But are we even at 2-2?

On paper, no, because the Astros now will send Dallas Keuchel and Justin Verlander out in Games 5 and 6, and that gives them a clear advantage. Keuchel dominated the Yankees in Game 1, tossing seven scoreless innings and striking out ten batters. Verlander struck out 13 batters in a 124-pitch complete game in which he allowed only a single run. Beyond the mere facts of the box scores, however, the Yankees have looked profoundly overmatched by both of the Astros’ aces, in this postseason and on other occasions on which they’ve faced off against them. Most notably in the 2015 wild-card game at Yankee Stadium when Keuchel pitched six scoreless innings in the 3-0 victory.

But remember: stuff happens.

Stuff like Aaron Judge‘s and Gary Sanchez‘s bats waking up.

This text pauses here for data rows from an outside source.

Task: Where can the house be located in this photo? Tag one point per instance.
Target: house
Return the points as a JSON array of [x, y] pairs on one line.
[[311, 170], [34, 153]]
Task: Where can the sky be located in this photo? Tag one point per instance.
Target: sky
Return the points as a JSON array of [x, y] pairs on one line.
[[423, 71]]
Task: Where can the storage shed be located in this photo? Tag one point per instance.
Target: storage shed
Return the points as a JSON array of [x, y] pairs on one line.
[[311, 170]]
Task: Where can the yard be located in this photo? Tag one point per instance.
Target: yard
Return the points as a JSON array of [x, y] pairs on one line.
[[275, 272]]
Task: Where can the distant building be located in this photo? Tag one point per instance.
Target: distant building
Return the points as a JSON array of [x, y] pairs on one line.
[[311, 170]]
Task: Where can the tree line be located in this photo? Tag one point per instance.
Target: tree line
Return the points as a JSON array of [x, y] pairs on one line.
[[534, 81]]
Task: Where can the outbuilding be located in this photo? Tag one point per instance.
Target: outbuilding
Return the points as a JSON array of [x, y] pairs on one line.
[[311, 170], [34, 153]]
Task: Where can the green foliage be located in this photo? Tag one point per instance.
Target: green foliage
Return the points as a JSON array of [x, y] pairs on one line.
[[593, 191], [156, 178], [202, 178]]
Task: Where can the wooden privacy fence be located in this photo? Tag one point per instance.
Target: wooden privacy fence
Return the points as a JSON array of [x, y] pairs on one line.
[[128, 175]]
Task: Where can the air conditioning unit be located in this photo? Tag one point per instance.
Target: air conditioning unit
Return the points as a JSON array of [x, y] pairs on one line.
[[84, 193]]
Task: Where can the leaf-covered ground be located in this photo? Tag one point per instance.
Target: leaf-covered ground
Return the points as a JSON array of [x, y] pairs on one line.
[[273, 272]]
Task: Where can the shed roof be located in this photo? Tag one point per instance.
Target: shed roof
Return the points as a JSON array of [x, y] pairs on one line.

The two most important sluggers in the Bombers lineup combined to go 3-for-6 with two doubles, a homer, a walk and five RBI in last night’s victory. Each of them had been silent for the first three games of the series but if they’re heating up, the Yankees will be a lot harder to pitch to.

Stuff like Masahiro Tanaka showing that he can tame the Astros’ lineup. Which he did pretty well in Game 1, giving up only two runs on four hits in six innings. He was overshadowed by Keuchel in that game, but it was a good performance against a strong lineup in a hostile environment. Tanaka pitches much better at Yankee Stadium than he does on the road, so don’t for a second think that the Astros bats will have an easy time of it today.

Stuff like the Yankees bullpen still being the Yankees bullpen. Yes, the Astros got to David Robertson yesterday, but it’s still a strong, strong group that gives the Yankees a clear advantage if the game is close late or if they hold a lead.

All of which is to say that we have ourselves a series, friends. While, 48 hours ago, it seemed like we were on our way to an Astros coronation, the Yankees have shown up in a major way in Games 3 and 4. If you’re an Astros fan you should feel pretty confident with Keuchel and Verlander heading into action over the next two games, but we have learned that absolutely nothing is guaranteed in the postseason.